Experimental evidence substantiates that utilizing signals in the sub-THz range enables the acquisition of diffuse reflections from road surfaces, which appear smooth at the conventional frequencies of automobile radars (e.g., 24 GHz or 79 GHz). Thus, of the four surfaces with different roughness studied in [40], the 79 GHz radar was unable to distinguish them, the 150 GHz radar could distinguish one, and the 670 GHz radar confidently distinguished all four surfaces. Additionally, the studies demonstrate the applicability of established models of signal backscattering to the sub-THz frequency region.
The capability of sub-THz frequencies to identify icy road surfaces, attributed to their high sensitivity to slight surface roughness, was investigated in [92]. Studies conducted at frequencies of 140, 220, and 340 GHz, employing different signal polarizations, demonstrated that a system based on a sub-THz frequency radar can effectively recognize the thickness of the ice layer and the surface roughness of a soil road. This research affirms the present and imminent applications of sub-THz frequencies in road surface classification. Moreover, the developed theoretical model is applicable for evaluating surfaces of icy/snowy concrete roads or asphalt roads.
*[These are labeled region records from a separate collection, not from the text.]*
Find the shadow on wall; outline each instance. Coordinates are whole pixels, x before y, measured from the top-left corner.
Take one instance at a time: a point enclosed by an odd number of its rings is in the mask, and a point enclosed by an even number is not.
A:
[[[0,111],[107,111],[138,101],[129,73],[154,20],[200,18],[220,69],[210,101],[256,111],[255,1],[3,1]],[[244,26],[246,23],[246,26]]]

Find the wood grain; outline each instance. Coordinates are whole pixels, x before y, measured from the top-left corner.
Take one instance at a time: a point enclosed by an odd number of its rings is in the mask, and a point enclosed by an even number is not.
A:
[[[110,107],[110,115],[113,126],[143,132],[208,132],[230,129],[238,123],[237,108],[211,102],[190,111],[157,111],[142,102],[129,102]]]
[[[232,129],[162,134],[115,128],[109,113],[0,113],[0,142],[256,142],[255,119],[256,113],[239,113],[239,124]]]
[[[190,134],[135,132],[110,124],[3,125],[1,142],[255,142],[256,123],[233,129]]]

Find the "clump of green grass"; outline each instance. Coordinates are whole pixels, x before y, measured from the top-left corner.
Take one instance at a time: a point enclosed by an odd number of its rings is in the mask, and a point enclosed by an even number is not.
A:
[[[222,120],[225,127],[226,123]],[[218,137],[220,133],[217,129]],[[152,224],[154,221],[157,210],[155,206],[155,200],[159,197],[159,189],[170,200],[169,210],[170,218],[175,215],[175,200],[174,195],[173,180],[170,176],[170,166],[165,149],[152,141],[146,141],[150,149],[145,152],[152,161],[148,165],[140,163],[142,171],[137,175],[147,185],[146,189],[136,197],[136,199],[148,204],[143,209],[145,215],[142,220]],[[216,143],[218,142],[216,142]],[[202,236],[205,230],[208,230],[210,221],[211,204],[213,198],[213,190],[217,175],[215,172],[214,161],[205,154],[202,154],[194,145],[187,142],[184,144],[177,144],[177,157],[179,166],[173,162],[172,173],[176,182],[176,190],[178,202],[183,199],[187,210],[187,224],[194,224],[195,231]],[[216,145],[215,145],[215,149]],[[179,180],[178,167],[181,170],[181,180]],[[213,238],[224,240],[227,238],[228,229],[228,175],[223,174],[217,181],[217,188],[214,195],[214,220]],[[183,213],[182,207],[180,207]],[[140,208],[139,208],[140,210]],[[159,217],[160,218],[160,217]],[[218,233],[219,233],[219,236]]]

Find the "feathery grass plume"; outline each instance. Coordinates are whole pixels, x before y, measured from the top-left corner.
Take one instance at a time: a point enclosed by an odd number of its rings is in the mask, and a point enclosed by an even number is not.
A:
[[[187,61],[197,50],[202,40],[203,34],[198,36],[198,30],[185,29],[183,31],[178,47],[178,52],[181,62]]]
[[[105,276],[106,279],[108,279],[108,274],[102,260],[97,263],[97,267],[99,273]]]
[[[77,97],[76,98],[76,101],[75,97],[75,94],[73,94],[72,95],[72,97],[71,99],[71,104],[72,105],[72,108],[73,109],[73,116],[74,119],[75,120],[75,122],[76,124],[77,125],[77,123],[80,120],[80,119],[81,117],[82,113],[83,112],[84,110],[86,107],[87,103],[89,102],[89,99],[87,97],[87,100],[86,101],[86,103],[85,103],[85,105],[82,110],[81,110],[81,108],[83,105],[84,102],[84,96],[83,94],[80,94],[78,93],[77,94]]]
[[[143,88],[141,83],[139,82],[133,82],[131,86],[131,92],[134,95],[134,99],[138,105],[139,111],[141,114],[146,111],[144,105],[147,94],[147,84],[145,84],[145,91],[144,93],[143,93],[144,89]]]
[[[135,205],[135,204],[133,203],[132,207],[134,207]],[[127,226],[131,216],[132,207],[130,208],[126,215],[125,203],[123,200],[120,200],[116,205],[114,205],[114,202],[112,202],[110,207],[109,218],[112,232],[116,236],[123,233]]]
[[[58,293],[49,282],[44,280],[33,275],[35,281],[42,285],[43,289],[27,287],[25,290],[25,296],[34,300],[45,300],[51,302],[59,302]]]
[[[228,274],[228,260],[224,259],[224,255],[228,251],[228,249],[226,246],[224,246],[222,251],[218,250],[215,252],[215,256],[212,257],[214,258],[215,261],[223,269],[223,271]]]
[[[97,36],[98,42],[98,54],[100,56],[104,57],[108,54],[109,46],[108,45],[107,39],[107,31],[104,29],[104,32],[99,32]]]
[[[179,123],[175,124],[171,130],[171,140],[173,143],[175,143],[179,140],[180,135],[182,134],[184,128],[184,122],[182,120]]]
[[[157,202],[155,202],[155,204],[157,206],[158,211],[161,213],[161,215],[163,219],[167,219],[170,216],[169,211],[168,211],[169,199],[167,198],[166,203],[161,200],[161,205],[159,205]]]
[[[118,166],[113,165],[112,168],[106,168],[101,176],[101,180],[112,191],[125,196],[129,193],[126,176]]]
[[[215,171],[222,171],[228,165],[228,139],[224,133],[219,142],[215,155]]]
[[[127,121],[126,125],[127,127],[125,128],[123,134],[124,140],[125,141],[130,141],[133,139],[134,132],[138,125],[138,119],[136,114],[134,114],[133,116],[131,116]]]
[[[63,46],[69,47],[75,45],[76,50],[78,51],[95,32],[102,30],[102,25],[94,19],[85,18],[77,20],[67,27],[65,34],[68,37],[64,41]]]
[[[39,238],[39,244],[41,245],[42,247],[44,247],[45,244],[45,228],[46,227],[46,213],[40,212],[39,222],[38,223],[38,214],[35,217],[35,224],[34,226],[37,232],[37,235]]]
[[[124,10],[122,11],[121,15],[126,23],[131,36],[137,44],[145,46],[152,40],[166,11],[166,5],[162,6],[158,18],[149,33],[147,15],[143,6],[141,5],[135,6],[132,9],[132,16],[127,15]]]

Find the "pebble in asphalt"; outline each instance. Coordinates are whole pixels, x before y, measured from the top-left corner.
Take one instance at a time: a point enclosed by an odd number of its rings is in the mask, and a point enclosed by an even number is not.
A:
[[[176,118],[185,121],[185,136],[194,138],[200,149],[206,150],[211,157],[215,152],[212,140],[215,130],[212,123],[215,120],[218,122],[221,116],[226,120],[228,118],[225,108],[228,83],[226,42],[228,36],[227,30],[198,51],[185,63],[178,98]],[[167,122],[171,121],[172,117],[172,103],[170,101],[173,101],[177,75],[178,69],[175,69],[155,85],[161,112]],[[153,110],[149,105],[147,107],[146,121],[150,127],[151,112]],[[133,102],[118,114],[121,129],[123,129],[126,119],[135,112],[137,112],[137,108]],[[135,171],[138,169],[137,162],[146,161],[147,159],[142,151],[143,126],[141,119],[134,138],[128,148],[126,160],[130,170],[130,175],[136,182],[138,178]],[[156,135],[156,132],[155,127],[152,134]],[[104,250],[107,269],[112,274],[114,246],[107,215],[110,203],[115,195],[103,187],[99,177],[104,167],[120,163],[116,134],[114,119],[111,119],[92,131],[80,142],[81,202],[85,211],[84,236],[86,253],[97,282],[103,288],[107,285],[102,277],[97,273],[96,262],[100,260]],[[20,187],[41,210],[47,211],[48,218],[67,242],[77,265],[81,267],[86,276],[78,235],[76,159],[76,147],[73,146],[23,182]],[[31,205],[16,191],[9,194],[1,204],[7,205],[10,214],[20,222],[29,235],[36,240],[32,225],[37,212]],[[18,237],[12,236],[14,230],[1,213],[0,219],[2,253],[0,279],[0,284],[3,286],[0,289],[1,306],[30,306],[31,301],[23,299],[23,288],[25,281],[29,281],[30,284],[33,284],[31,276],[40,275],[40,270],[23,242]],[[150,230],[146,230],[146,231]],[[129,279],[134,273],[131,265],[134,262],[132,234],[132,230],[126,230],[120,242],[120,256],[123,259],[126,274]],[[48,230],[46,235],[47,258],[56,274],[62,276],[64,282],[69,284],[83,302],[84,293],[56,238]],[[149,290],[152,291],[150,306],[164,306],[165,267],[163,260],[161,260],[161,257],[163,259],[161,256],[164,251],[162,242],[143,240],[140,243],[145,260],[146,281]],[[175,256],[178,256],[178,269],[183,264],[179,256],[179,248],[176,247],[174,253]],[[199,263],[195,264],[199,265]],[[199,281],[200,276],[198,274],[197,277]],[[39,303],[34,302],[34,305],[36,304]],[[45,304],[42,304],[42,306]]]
5. Road Surface Classification Based on Radar Imaging

The absolute values of the reflected signals cannot reliably serve as a basis for surface identification, given their dependence on individual parameters of the transmitter and receiver, their installation accuracy, and radome contamination (such as dirt, mud, snow, etc.). A novel approach to surface classification, aimed at eliminating inaccuracies due to reliance on absolute values of reflected signals, is based on the analysis of radar imaging. This became feasible with the advancement of radars offering high resolution in both azimuth and range. The works that have used radar imaging, from mm-wave to sub-THz, for classification are discussed here.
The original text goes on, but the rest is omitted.